PHL: UN convention deemed useless if China allowed to claim an entire sea

By Michaela del Callar

MANILA, Dec. 1 (PNA) — Philippine Foreign Secretary Albert del Rosario has warned that a United Nations maritime law will be rendered useless if China will be allowed to own the entire South China Sea.

In his conclusion remarks at the end of week-long hearing by the Permanent Court of Arbitration in The Hague, Netherlands on Monday, Del Rosario said “no state, no matter how powerful, should be allowed to claim an entire sea as its own and to use force or the threat of force in asserting that claim.”

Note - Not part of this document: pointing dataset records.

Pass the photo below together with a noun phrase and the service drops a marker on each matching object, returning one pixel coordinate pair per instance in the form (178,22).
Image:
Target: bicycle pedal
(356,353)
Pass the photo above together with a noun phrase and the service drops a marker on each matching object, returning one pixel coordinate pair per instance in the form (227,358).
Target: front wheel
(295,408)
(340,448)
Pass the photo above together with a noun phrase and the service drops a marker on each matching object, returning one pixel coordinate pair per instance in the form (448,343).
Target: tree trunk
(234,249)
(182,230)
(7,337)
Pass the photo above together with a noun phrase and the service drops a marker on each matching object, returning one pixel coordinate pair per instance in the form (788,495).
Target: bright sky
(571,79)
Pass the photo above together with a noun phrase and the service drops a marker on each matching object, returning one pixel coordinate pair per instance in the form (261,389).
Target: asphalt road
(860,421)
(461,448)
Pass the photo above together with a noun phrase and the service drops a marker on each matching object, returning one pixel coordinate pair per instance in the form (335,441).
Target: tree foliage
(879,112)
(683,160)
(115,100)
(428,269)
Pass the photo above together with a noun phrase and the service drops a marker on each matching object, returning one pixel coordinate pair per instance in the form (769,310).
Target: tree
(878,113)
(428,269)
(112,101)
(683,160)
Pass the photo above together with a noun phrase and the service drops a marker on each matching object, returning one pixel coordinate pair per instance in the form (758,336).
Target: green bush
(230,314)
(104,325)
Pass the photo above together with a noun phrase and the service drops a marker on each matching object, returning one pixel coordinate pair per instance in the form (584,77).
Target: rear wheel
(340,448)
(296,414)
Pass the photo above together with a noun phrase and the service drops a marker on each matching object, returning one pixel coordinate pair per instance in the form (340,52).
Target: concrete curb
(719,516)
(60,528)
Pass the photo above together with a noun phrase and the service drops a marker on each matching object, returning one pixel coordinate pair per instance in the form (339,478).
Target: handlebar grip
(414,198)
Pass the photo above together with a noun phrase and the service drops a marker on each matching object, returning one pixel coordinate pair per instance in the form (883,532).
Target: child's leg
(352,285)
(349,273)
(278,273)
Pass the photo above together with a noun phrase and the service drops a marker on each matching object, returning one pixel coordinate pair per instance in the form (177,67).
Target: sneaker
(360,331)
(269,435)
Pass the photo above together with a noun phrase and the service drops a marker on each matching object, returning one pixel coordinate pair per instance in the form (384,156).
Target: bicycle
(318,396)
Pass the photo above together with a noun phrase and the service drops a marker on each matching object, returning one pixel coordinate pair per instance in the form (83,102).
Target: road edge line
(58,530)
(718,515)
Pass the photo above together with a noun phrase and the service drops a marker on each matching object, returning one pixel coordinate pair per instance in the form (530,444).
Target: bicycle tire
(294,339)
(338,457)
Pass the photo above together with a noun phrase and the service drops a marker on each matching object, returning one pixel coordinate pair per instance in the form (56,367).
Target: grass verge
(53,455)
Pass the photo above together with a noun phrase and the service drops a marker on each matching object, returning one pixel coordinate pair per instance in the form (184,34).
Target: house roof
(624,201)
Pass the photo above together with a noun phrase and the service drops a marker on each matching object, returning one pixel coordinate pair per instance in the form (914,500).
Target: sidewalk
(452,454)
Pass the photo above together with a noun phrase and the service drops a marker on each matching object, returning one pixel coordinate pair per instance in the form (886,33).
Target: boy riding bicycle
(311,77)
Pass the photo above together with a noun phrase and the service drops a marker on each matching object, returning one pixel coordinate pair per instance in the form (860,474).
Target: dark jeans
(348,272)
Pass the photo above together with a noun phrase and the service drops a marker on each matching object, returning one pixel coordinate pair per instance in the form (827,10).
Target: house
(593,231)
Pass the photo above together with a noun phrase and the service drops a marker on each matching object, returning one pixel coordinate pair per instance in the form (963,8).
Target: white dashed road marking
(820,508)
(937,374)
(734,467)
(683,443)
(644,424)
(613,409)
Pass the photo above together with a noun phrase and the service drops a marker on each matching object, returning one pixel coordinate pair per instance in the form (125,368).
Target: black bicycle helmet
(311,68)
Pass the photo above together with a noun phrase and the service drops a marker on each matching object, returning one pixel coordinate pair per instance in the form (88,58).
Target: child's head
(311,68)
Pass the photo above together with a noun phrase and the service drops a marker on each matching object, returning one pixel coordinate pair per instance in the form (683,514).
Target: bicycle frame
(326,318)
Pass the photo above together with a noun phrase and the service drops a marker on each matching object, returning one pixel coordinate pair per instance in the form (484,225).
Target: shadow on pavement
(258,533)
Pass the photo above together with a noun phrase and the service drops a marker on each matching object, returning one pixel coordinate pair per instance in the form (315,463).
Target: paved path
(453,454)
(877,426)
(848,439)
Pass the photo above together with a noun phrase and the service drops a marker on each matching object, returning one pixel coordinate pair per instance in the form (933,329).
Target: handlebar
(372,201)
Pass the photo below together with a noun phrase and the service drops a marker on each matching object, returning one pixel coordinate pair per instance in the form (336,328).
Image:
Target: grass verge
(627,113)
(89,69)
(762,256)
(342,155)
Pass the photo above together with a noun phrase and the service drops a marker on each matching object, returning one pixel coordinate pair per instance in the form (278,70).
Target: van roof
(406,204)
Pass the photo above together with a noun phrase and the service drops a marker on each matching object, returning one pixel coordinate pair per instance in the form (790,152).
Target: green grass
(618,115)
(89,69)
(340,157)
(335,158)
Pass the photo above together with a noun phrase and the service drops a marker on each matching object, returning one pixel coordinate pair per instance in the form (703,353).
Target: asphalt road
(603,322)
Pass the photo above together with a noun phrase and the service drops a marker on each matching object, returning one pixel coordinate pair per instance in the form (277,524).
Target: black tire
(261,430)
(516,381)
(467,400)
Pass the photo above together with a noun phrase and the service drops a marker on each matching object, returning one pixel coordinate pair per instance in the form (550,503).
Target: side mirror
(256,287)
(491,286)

UNCLOS grants coastal states the right to explore, exploit and manage maritime resources within its waters that extends up to 200-nautical miles from its nearest landmass, an area called exclusive economic zone.

“No State should be permitted to write and re-write the rules in order to justify its expansionist agenda,” said Del Rosario. “If that is allowed, the Convention itself would be deemed useless.”

“Power will have prevailed over reason, and the rule of law would have been rendered meaningless.”

Del Rosario also pointed out China’s violation of its obligations under the United Nations, citing the UN Charter’s preamble.

“It is failing to respect the obligations arising from treaties, specifically UNCLOS,” he said, adding China’s actions interferes with the Philippines’ “sovereign duty to promote the social progress of our people, and our efforts to achieve a better standard of life for all Filipinos.”

China virtually claims the entire South China Sea, citing ancient maps and historical records to back its claim, an assertion which Philippine officials say does not hold water under modern-day international laws.

Over the course of nearly two years, China has transformed formerly submerged rock features in the waters into artificial islands, a move that has triggered serious concerns among nations led by the United States and Japan.

Beijing has denied any wrongdoing, saying its actions are within its sovereign rights as it warned states against challenging its claims.

The Philippines has accused China of harassing its fishermen and blocking oil exploration in its off-shore areas facing the South China.

“China’s unilateral actions, and the atmosphere of intimidation they have created, are also trampling upon the rights and interests of the peoples of Southeast Asia and beyond,” Del Rosario said.

“China’s massive island building campaign shows its utter disregard for the rights of other states, and for international law,” he added.

Del Rosario said China started its construction spree on at least seven contested feature a year after the Philippines initiated the arbitration.

China’s island building, he said, not only undermines regional stability, but also the rule of law.

It also inflicting massive environmental damage on the most diverse marine environment in the world.

“China has intentionally created one of the biggest emerging environmental disasters in the world,” Del Rosario told the court.

The Philippines initiated arbitration in January 2013 after China seized a Manila-claimed shoal off the country’s northwestern coast.

China did not participate in the proceedings, but the court still gave them until January 1, 2016 to comment in writing on anything said during the hearing.